In warning against letting our guards down, Dr. Glatt, chief of infectious diseases at Mount Sinai South Nassau and assistant rabbi at YI of Woodmere, recounted the pandemic’s early days.

“You shouldn’t have to see such a thing. Back in March, April and May every hospital had to hire refrigerated trucks — not single, plural, at every hospital — to hold the bodies of patients who died from Covid because funeral parlors couldn’t handle them.”

Today, people who contracted Covid at Purim and Pesach still haven’t fully recovered. he said.

“Are you going to weigh that against the theoretical one-in-a-million chance that maybe something will happen with this vaccine? From both a medical and a halachic point of view there’s a mitzvah to take care of your health.”

As he’s been doing since the beginning of the pandemic, Dr. Glatt drew a connection between halacha and medicine.

“Halacha requires you to follow the best medical advice,” he said, citing Rambam as an example. “The Rambam is greater than the greatest rabanim today but he’s not greater than the greatest doctors. And the halacha says you follow the medical experts. The gedolim need to ask the medical experts what to do and the gedolim follow that halacha.”

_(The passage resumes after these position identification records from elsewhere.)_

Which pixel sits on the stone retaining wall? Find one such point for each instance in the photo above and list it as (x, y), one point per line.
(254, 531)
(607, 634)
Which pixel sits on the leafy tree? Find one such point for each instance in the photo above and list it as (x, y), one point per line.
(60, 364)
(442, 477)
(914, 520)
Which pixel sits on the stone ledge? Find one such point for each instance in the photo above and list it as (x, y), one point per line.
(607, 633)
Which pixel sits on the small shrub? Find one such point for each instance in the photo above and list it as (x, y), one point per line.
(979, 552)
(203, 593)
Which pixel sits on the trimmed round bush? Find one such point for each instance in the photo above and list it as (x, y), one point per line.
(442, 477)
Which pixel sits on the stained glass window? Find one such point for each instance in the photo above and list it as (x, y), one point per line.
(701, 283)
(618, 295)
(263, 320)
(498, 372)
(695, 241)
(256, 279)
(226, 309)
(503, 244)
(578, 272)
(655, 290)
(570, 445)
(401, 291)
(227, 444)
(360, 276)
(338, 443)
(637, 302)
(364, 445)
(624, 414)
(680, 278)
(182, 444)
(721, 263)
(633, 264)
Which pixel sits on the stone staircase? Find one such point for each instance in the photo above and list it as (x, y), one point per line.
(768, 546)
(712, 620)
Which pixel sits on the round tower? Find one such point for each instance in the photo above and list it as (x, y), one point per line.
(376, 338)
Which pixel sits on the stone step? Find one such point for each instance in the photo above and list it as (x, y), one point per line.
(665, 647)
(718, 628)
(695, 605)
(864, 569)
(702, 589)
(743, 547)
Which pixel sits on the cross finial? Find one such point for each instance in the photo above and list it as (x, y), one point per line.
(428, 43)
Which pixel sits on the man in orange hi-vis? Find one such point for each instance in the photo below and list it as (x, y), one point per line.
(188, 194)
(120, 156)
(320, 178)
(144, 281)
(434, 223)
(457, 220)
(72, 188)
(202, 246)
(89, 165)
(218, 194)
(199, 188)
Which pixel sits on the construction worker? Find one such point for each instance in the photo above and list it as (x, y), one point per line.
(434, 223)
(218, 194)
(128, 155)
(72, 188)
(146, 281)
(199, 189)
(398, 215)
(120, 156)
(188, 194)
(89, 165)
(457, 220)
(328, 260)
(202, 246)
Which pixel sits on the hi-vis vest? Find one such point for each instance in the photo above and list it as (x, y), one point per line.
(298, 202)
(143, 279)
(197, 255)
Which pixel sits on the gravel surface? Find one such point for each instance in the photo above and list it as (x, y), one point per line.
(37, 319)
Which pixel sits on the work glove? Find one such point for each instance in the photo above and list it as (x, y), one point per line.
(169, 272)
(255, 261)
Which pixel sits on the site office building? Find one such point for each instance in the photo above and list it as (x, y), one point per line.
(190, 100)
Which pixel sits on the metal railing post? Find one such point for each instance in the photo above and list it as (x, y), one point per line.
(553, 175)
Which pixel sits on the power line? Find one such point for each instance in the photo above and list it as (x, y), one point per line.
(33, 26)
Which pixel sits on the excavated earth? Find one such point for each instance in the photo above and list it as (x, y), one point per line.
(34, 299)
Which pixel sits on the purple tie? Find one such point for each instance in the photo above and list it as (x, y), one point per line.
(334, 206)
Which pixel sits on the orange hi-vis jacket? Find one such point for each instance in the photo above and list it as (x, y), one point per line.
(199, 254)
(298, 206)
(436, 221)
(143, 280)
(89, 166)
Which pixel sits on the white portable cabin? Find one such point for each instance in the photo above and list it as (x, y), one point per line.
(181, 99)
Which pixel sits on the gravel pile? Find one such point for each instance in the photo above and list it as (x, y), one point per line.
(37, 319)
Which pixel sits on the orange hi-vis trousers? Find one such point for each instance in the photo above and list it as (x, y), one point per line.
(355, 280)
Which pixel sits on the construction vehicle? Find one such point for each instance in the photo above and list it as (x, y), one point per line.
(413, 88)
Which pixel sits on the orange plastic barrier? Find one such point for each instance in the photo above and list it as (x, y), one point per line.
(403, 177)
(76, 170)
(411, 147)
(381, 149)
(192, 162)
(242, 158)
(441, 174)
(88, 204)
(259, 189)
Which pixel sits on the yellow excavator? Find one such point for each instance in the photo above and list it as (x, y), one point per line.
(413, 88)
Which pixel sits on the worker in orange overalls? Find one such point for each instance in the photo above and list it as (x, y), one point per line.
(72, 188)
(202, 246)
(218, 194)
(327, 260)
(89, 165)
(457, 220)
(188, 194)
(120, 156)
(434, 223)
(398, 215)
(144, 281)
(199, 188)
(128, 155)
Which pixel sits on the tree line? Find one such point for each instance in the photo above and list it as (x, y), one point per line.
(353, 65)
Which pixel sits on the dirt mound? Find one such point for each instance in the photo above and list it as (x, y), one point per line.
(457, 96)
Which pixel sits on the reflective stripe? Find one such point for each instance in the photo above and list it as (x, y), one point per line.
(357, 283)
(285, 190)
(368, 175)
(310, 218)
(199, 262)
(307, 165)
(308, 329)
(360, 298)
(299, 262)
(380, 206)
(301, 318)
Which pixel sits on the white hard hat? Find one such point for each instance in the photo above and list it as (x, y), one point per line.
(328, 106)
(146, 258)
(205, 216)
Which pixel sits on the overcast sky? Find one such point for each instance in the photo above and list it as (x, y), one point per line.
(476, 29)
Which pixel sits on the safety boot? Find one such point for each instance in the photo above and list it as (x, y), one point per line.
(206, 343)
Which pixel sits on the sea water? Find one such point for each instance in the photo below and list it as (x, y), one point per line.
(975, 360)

He suggested that we recite a blessing before receiving the vaccine (from Shulchan Arukh, Orach Chayim, 230) that thanks Hashem, healer of the sick — in this instance, he added, for “allowing us to have this wonderful vaccine, that it should be successful and a cure to all.”

Limitations placed on our lives by the pandemic won’t last forever, he said. “This is something that will go away when we get the vast majority of the population vaccinated.”